The Gaussian Mechanism adds noise drawn from a Gaussian (normal) distribution to realize $$(\epsilon, \delta)$$ differential privacy.

This mechanism has better performance for vector-valued queries than the Laplace Mechanism (queries that return many data points per individual at once).
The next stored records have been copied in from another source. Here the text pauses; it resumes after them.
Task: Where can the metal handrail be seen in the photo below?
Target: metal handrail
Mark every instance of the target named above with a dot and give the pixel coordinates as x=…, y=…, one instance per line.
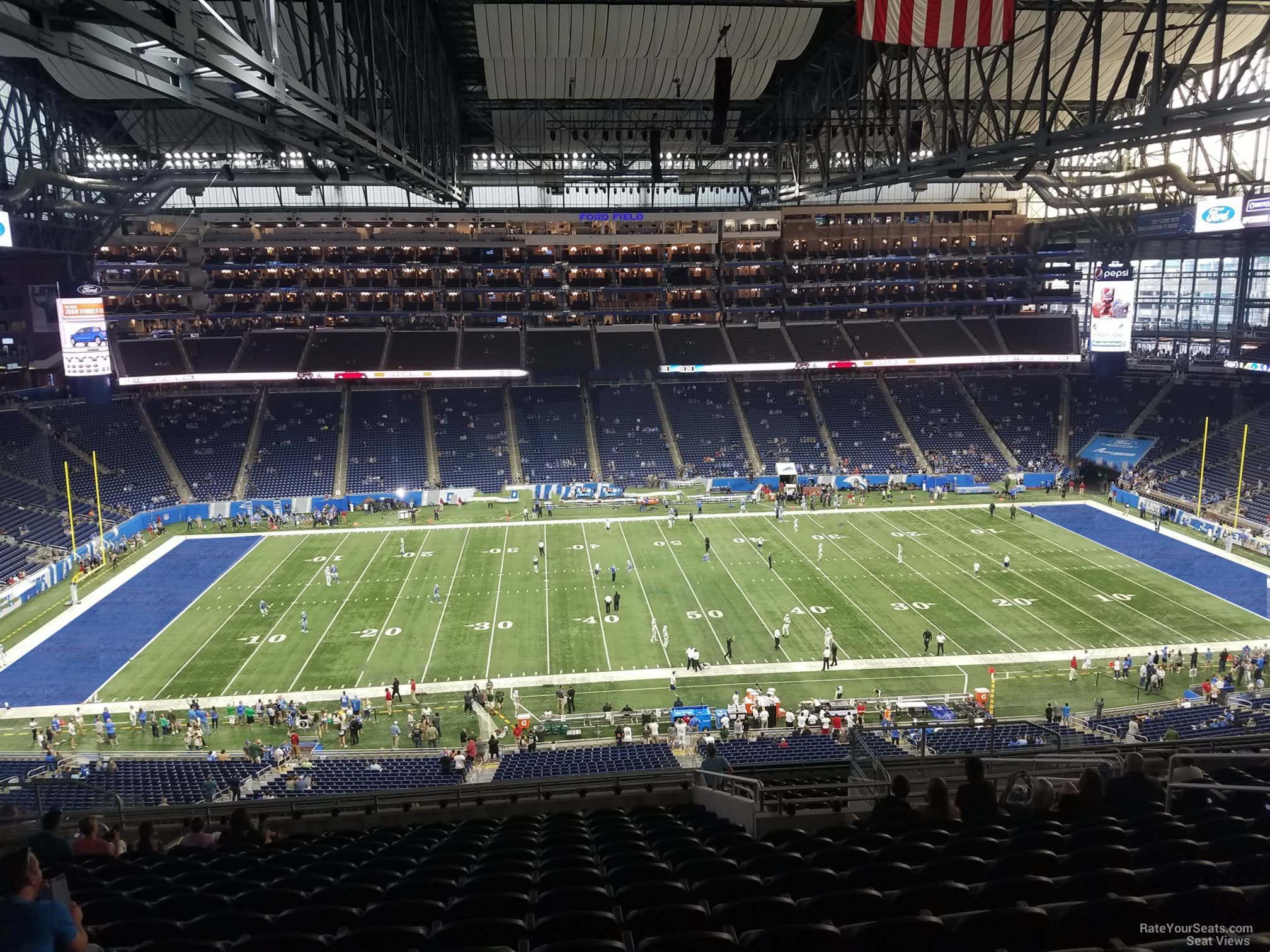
x=460, y=795
x=38, y=783
x=750, y=788
x=1171, y=785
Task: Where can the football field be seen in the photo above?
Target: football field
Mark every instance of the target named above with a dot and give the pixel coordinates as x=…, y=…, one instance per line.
x=460, y=603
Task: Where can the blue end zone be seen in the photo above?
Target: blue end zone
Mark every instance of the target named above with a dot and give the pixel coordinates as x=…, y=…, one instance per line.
x=1204, y=570
x=76, y=660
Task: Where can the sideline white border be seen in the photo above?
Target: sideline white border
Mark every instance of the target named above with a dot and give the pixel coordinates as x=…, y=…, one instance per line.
x=742, y=672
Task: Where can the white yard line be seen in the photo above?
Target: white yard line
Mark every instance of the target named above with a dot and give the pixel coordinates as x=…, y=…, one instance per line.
x=595, y=586
x=60, y=594
x=742, y=673
x=851, y=601
x=462, y=547
x=1001, y=594
x=802, y=606
x=641, y=581
x=338, y=609
x=1077, y=578
x=192, y=603
x=705, y=615
x=546, y=596
x=392, y=607
x=1179, y=537
x=230, y=616
x=498, y=593
x=758, y=615
x=932, y=584
x=283, y=613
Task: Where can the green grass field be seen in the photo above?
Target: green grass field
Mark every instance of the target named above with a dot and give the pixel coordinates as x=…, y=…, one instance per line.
x=497, y=618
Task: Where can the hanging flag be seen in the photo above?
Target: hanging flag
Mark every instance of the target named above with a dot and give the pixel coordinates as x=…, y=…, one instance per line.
x=937, y=23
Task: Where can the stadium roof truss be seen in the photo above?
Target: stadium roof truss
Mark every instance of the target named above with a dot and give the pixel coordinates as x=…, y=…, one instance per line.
x=362, y=86
x=418, y=92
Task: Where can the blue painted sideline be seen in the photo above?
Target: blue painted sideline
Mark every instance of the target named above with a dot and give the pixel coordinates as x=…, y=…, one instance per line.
x=1210, y=572
x=76, y=660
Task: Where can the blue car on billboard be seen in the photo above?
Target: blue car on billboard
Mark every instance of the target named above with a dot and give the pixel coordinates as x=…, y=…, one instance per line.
x=89, y=336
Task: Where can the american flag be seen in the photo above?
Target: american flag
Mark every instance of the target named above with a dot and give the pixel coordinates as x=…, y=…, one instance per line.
x=937, y=23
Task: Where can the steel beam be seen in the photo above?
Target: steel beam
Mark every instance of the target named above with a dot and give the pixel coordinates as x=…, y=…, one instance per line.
x=231, y=70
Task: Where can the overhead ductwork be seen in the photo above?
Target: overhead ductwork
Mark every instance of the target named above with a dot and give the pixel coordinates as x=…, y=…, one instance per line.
x=162, y=186
x=1046, y=186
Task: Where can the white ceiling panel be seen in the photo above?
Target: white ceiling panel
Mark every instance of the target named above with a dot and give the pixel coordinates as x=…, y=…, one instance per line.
x=596, y=51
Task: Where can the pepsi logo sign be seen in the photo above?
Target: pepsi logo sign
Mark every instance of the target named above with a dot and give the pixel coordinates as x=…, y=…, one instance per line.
x=1114, y=272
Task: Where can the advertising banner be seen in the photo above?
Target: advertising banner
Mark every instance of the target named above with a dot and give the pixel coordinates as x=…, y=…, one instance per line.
x=1256, y=211
x=1166, y=222
x=82, y=324
x=1218, y=215
x=1112, y=309
x=1117, y=452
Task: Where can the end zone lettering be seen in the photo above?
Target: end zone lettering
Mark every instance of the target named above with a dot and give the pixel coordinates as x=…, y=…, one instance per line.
x=610, y=216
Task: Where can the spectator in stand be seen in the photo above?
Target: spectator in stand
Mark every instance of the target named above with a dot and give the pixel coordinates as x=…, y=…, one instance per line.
x=1086, y=799
x=147, y=843
x=1133, y=791
x=46, y=844
x=1039, y=804
x=30, y=923
x=198, y=838
x=242, y=834
x=895, y=808
x=91, y=842
x=716, y=763
x=939, y=800
x=977, y=798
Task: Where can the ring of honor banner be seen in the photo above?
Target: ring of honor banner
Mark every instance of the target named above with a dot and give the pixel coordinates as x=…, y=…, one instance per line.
x=82, y=326
x=1112, y=309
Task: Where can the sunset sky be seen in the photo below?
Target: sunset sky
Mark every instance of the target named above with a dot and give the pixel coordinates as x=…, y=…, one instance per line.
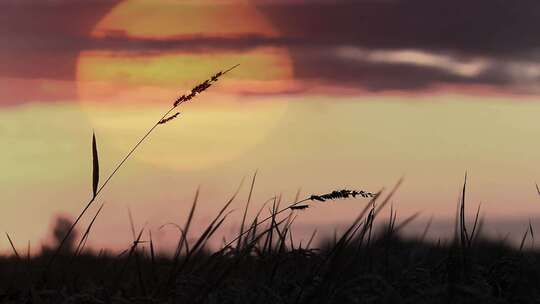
x=328, y=94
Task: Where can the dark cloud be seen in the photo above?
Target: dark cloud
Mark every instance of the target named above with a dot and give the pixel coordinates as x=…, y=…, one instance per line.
x=502, y=34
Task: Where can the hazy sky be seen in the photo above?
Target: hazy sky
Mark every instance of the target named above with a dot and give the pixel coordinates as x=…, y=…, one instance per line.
x=328, y=94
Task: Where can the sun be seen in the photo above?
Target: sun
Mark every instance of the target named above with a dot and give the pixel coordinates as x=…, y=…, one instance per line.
x=124, y=87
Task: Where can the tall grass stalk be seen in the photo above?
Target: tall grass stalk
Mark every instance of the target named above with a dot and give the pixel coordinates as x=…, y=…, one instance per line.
x=163, y=119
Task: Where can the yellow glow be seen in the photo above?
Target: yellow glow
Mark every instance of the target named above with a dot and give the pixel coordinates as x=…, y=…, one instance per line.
x=123, y=78
x=161, y=19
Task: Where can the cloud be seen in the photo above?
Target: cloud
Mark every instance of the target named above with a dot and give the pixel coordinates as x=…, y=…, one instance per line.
x=377, y=45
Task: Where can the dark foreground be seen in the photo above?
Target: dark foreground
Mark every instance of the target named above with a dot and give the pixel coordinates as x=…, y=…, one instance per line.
x=356, y=268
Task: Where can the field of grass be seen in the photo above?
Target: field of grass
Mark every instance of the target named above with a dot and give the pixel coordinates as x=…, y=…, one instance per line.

This notebook walks through the basic eeprivacy functions for working with the Gaussian Mechanism.

:

# Preamble: imports and figure settings

from eeprivacy import (
GaussianMechanism,
)

import matplotlib.pyplot as plt
import numpy as np
import pandas as pd
import matplotlib as mpl
from scipy import stats

np.random.seed(1234) # Fix seed for deterministic documentation

mpl.style.use("seaborn-white")

MD = 28
LG = 36
plt.rcParams.update({
"figure.figsize": [25, 10],
"legend.fontsize": MD,
"axes.labelsize": LG,
"axes.titlesize": LG,
"xtick.labelsize": LG,
"ytick.labelsize": LG,
})


## Distribution of Gaussian Mechanism Outputs¶

For a given ε, noise is drawn from the normal distribution at $$\sigma^2 = \frac{2s^2 \log(1.25/\delta)}{\epsilon^2}$$. The eeprivacy function gaussian_mechanism draws this noise and adds it to a private value:

:

trials = []
for t in range(1000):
trials.append(GaussianMechanism.execute(
value=0,
epsilon=0.1,
delta=1e-12,
sensitivity=1
))

plt.hist(trials, bins=30, color="k")
plt.title("Distribution of outputs from Gaussian Mechanism")
plt.show() ## Gaussian Mechanism Confidence Interval¶

With the eeprivacy confidence interval functions, analysts can determine how far away the true value of a statistics is from the differentially private result.

To determine the confidence interval for a given choice of privacy parameters, employ eeprivacy.gaussian_mechanism_confidence_interval.

To determine the privacy parameters for a desired confidence interval, employ eeprivacy.gaussian_mechanism_epsilon_for_confidence_interval.

The confidence intervals reported below are two-sided. For example, for a 95% confidence interval of +/-10, 2.5% of results will be smaller than -10 and 2.5% of results will be larger than +10.

:

trials = []
for t in range(100000):
trials.append(GaussianMechanism.execute(
value=0,
epsilon=0.1,
delta=1e-12,
sensitivity=1
))

plt.hist(trials, bins=30, color="k")
plt.title("Distribution of outputs from Gaussian Mechanism")
plt.show()

ci = np.quantile(trials, 0.975)
print(f"95% Confidence Interval (Stochastic): {ci}")

ci = GaussianMechanism.confidence_interval(
epsilon=0.1,
delta=1e-12,
sensitivity=1,
confidence=0.95
)
print(f"95% Confidence Interval (Exact): {ci}")

# Now in reverse:
epsilon = GaussianMechanism.epsilon_for_confidence_interval(
target_ci=146.288,
delta=1e-12,
sensitivity=1,
confidence=0.95
)
print(f"ε for confidence interval: {epsilon}") 95% Confidence Interval (Stochastic): 146.00710633910379
95% Confidence Interval (Exact): 146.28781668617955
ε for confidence interval: 0.09999987468977604